Houston Texas Insurance Agency Blog

The History of Father's Day

Written by Linda Kay | Sun, Jun 19, 2016

First, we would like to congratulate the fathers we know and love.  In preparing this blog we also have to admit that we’re surprised on exactly how long it took to officially honor the fathers in this country.  Let’s start with Mother’s Day.  The first Mother’s Day celebration was in Grafton, West Virginia in 1908 and Woodrow Wilson signed the proclamation creating a national day to honor mothers in 1914.  Thanks to our friends at Wikipedia for their compiled history of Father’s Day.

The Beginning of Father’s Day

In 1910, a Father's Day celebration was held in Spokane, Washington, at the YMCA by Sonora Smart Dodd.  Its first celebration was in the Spokane YMCA on June 19, 1910. Her father, the civil war veteran William Jackson Smart, was a single parent who raised his six children there. After hearing a sermon about Jarvis' Mother's Day in 1909 at Central Methodist Episcopal Church, she told her pastor that fathers should have a similar holiday honoring them. Although she initially suggested June 5, her father's birthday, the pastors did not have enough time to prepare their sermons, and the celebration was deferred to the third Sunday of June. Several local clergymen accepted the idea, and on June 19, 1910, the first Father's Day, "sermons honoring fathers were presented throughout the city.”

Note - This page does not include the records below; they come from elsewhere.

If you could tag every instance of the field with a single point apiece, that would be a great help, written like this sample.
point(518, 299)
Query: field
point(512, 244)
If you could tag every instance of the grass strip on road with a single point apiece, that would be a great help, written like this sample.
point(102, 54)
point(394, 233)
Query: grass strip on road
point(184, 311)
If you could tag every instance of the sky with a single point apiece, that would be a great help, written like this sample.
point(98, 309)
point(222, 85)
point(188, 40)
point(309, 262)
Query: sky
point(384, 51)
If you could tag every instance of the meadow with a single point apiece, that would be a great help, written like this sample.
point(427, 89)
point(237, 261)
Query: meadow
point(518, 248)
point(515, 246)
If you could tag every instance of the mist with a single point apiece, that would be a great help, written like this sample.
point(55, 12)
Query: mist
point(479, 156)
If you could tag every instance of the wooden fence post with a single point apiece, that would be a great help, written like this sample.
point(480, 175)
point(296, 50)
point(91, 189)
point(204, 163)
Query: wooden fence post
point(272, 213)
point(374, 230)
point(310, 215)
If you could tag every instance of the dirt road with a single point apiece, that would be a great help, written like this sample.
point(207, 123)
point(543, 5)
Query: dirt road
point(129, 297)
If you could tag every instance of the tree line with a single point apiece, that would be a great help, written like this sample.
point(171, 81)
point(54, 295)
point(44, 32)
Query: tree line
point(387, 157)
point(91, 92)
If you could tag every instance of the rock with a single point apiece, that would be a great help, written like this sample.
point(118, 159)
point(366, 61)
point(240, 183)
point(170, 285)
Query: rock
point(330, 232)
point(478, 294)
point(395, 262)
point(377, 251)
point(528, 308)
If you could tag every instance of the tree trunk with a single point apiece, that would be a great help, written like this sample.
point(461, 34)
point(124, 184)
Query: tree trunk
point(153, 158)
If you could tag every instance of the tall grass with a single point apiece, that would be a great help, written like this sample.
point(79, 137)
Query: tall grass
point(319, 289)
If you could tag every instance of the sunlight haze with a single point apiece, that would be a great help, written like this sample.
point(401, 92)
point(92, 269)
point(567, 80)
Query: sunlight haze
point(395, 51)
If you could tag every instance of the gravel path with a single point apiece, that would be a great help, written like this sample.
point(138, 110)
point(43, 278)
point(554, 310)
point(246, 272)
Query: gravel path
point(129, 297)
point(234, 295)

However, in the 1920s, Dodd stopped promoting the celebration because she was studying in the Art Institute of Chicago, and it faded into relative obscurity - even in Spokane.

More Support Helps Efforts

In the 1930s, Dodd returned to Spokane and started promoting the celebration again, raising awareness at a national level. She had the help of those trade groups that would benefit most from the holiday - the manufacturers of ties, tobacco pipes, and any traditional present to fathers. By 1938 she had the help of the Father's Day Council, founded by the New York Associated Men's Wear Retailers to consolidate and systematize the commercial promotion.  Americans resisted the holiday for its first few decades, viewing it as nothing more than an attempt by merchants to replicate the commercial success of Mother's Day, and newspapers frequently featured cynical and sarcastic attacks and jokes. However, said merchants remained resilient and even incorporated these attacks into their advertisements. 

Bill Declined

A bill to accord national recognition of the holiday was introduced in Congress in 1913. In 1916, President Woodrow Wilson went to Spokane to speak in a Father's Day celebration and wanted to make it official, but Congress resisted, fearing that it would become commercialized. US President Calvin Coolidge recommended in 1924 that the day be observed by the nation, but stopped short of issuing a national proclamation. Two earlier attempts to formally recognize the holiday had been defeated by Congress. In 1957, Maine Senator Margaret Chase Smith wrote a proposal accusing Congress of ignoring fathers for 40 years while honoring mothers, thus "[singling] out just one of our two parents". 

Proclamation Signed

In 1966, President Lyndon B. Johnson issued the first presidential proclamation honoring fathers, designating the third Sunday in June as Father's Day. Six years later, the day was made a permanent national holiday when President Richard Nixon signed it into law in 1972.

So we were celebrating Mother’s Day for 58 years before Father’s Day became official.  Thanks to our fathers who carried on – Father’s Day or not.